We did not systematically inquire about perceived facilitators or barriers to success; such as the nature and quality of mentorship.
We did not examine differences in trajectories that may have arisen in relation to gender, ethnic-racial identification, AMG/IMG status, and whether or not residents fast-tracked into CAP, because resultant smaller cell sizes if participants were further characterized, would not have permitted meaningful comparisons.
Limitations notwithstanding, the universal aspects of our approach, as well as our collaboration with other departments within the hospital and university to extend the resources available to residents, may be of greatest interest to other training programs, since these features benefitted all residents, and helped overcome inherent resource limitations. Our experience and impressions to-date also suggest that Mentoring and Time are the sine qua non of this approach and are the ingredients with the greatest impact on residents’ success in developing as scholars.

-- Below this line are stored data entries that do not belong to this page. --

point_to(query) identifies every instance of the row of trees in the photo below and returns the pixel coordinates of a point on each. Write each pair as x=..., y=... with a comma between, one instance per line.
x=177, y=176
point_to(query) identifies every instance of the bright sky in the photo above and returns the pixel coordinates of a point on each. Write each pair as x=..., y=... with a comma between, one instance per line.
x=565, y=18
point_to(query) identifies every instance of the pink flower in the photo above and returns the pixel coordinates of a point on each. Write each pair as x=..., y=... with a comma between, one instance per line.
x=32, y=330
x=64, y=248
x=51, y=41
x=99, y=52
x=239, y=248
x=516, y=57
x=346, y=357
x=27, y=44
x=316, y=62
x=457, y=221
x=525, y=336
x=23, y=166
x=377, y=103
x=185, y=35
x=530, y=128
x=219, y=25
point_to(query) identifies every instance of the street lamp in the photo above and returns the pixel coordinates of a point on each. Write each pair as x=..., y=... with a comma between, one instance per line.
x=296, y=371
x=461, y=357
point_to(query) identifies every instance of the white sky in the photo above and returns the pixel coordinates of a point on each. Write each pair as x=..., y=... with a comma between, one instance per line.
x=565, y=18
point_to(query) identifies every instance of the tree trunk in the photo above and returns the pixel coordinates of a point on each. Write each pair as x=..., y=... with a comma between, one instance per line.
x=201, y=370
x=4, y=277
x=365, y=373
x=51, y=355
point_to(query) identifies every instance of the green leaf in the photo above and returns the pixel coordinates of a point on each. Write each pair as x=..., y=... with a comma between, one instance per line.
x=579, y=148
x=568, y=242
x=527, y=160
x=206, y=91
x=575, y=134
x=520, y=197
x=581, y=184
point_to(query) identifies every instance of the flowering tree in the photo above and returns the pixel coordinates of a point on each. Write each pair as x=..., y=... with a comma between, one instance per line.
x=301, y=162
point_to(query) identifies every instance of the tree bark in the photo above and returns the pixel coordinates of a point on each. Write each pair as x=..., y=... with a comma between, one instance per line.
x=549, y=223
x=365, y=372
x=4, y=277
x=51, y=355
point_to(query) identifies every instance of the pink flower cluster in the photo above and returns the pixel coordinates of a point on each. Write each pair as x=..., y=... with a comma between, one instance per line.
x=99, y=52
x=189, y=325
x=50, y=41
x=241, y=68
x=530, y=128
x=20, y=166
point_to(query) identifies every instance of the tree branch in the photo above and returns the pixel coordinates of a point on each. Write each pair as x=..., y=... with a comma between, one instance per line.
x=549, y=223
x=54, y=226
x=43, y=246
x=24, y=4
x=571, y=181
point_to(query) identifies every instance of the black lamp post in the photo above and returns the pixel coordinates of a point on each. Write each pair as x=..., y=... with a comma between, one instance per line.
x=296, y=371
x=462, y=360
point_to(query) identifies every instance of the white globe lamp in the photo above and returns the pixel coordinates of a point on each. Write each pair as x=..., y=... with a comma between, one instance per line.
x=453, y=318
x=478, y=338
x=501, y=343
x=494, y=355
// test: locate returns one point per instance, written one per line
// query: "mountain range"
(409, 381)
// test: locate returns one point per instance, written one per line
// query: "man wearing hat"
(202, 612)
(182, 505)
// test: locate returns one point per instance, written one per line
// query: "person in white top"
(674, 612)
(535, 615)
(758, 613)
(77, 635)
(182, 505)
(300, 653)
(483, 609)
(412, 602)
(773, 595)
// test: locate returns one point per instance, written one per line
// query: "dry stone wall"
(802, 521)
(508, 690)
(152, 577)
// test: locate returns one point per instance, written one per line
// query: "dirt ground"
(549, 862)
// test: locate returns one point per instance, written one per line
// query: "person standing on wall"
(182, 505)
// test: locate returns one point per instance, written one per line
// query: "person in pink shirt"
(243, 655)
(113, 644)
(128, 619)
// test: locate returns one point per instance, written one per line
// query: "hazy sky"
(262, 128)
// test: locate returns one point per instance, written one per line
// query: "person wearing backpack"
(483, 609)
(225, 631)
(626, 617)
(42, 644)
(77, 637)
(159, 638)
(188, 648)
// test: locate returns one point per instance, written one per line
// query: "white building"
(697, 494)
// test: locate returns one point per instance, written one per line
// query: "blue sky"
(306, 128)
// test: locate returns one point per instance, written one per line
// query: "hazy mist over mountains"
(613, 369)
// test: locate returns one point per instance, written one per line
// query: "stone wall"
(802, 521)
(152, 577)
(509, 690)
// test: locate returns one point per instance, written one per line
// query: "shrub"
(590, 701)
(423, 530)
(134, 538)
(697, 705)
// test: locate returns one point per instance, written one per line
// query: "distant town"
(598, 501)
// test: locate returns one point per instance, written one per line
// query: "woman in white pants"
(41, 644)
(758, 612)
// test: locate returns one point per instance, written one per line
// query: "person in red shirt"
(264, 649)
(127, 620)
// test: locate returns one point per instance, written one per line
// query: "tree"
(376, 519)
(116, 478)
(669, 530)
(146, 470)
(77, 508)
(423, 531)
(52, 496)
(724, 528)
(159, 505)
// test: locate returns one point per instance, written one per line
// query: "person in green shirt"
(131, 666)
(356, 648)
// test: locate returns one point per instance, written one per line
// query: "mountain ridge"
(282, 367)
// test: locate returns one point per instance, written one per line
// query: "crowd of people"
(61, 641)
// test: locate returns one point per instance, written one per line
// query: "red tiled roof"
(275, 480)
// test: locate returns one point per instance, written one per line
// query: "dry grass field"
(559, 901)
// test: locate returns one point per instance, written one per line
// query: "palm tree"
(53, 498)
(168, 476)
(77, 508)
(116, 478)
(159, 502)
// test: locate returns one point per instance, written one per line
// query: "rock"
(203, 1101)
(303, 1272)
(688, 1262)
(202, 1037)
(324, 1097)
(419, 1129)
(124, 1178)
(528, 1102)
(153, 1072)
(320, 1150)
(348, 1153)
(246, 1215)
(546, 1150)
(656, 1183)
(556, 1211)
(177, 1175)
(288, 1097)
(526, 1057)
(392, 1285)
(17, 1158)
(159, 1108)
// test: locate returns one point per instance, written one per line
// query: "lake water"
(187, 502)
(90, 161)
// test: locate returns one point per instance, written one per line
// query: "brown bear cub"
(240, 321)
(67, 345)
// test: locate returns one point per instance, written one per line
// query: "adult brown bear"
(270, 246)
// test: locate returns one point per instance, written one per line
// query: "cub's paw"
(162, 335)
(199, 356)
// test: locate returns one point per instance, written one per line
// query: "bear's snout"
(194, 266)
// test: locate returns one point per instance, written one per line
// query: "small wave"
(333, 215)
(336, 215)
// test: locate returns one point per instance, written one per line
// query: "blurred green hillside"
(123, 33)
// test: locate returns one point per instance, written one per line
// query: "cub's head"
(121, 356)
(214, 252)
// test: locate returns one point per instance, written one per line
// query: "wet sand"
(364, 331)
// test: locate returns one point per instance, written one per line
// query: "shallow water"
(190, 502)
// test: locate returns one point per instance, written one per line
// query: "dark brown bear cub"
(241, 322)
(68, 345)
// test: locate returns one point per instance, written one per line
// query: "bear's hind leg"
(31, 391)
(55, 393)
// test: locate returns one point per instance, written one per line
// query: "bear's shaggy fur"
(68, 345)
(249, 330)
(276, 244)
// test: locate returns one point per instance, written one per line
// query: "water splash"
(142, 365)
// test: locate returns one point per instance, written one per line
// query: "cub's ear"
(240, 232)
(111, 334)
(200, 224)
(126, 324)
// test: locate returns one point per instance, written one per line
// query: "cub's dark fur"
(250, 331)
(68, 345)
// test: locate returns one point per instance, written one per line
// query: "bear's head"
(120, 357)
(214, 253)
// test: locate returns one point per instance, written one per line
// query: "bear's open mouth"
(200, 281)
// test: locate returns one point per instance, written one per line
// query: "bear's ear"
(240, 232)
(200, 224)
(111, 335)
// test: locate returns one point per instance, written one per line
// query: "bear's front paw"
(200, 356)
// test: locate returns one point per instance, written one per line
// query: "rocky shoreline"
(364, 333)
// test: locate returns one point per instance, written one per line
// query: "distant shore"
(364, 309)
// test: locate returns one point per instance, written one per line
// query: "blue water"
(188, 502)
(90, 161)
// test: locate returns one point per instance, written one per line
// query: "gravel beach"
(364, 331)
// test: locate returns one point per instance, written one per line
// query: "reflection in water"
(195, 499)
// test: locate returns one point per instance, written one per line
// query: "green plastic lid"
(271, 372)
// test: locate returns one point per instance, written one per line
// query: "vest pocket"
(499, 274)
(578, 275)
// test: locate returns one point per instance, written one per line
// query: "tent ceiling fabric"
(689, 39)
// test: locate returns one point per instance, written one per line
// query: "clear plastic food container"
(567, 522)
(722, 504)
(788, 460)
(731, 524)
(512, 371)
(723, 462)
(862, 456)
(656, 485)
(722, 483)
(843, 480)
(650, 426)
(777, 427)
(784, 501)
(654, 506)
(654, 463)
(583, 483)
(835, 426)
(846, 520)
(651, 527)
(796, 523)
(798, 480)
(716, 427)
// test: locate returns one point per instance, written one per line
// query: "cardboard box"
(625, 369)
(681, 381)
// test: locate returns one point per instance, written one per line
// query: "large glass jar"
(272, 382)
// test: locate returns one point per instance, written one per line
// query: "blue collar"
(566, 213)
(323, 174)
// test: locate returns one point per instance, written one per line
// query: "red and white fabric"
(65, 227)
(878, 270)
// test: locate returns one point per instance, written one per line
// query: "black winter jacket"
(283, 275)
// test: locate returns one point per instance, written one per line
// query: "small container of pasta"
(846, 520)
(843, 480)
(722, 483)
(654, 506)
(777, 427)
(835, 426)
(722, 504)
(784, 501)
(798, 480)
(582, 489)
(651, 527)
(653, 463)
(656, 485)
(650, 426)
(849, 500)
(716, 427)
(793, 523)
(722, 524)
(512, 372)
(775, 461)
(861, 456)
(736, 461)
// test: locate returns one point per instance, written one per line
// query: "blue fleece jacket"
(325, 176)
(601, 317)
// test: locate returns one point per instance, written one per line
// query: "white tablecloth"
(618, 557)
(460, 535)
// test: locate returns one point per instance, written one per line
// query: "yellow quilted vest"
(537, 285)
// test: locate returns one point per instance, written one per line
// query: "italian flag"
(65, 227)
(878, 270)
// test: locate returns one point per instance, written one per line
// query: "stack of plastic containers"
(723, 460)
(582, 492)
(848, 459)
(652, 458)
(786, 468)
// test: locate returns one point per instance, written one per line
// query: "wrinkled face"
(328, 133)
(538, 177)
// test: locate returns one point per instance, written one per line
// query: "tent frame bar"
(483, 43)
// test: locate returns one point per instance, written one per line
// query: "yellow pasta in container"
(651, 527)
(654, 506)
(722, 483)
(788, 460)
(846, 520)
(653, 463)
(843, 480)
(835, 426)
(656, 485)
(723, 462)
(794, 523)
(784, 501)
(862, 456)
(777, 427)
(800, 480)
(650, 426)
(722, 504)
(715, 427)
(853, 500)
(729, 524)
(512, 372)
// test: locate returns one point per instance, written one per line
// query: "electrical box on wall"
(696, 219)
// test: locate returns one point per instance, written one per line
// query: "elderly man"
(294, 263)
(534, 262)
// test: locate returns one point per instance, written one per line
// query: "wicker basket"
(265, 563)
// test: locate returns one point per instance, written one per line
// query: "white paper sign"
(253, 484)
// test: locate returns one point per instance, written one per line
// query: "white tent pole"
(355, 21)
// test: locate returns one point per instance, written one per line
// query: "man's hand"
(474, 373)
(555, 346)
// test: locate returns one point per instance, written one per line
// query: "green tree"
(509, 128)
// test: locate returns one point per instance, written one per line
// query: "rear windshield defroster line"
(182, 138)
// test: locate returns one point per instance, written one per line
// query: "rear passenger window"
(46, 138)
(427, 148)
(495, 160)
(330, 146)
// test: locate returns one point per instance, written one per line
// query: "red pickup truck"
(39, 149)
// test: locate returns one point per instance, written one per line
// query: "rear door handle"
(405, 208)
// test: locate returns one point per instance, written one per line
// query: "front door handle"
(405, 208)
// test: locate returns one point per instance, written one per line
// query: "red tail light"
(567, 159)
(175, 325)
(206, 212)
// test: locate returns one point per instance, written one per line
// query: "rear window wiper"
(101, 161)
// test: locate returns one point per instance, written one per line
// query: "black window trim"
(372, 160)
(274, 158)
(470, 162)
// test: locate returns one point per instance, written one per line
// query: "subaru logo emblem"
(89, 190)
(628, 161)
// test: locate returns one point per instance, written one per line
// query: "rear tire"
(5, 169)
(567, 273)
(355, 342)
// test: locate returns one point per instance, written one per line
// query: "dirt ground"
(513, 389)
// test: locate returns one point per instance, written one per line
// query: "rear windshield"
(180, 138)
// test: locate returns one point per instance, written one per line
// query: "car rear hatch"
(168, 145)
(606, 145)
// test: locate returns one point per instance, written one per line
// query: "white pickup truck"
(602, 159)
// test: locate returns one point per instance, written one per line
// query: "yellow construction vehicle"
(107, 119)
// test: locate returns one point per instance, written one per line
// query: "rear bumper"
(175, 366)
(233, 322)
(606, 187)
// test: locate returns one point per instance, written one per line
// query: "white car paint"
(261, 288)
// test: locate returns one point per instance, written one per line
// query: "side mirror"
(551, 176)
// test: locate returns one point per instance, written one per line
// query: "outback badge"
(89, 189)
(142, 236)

In conclusion, our experience indicates that through careful conceptual and logistical planning, and marshaling of existing resources, it is possible to sustain the scholarly activity of academically-oriented residents during CAP residency and to promote the emergence of new child-psychiatrist scholars, despite the relatively short duration of the program and the clinical training requirements that must be fulfilled for graduation and certification.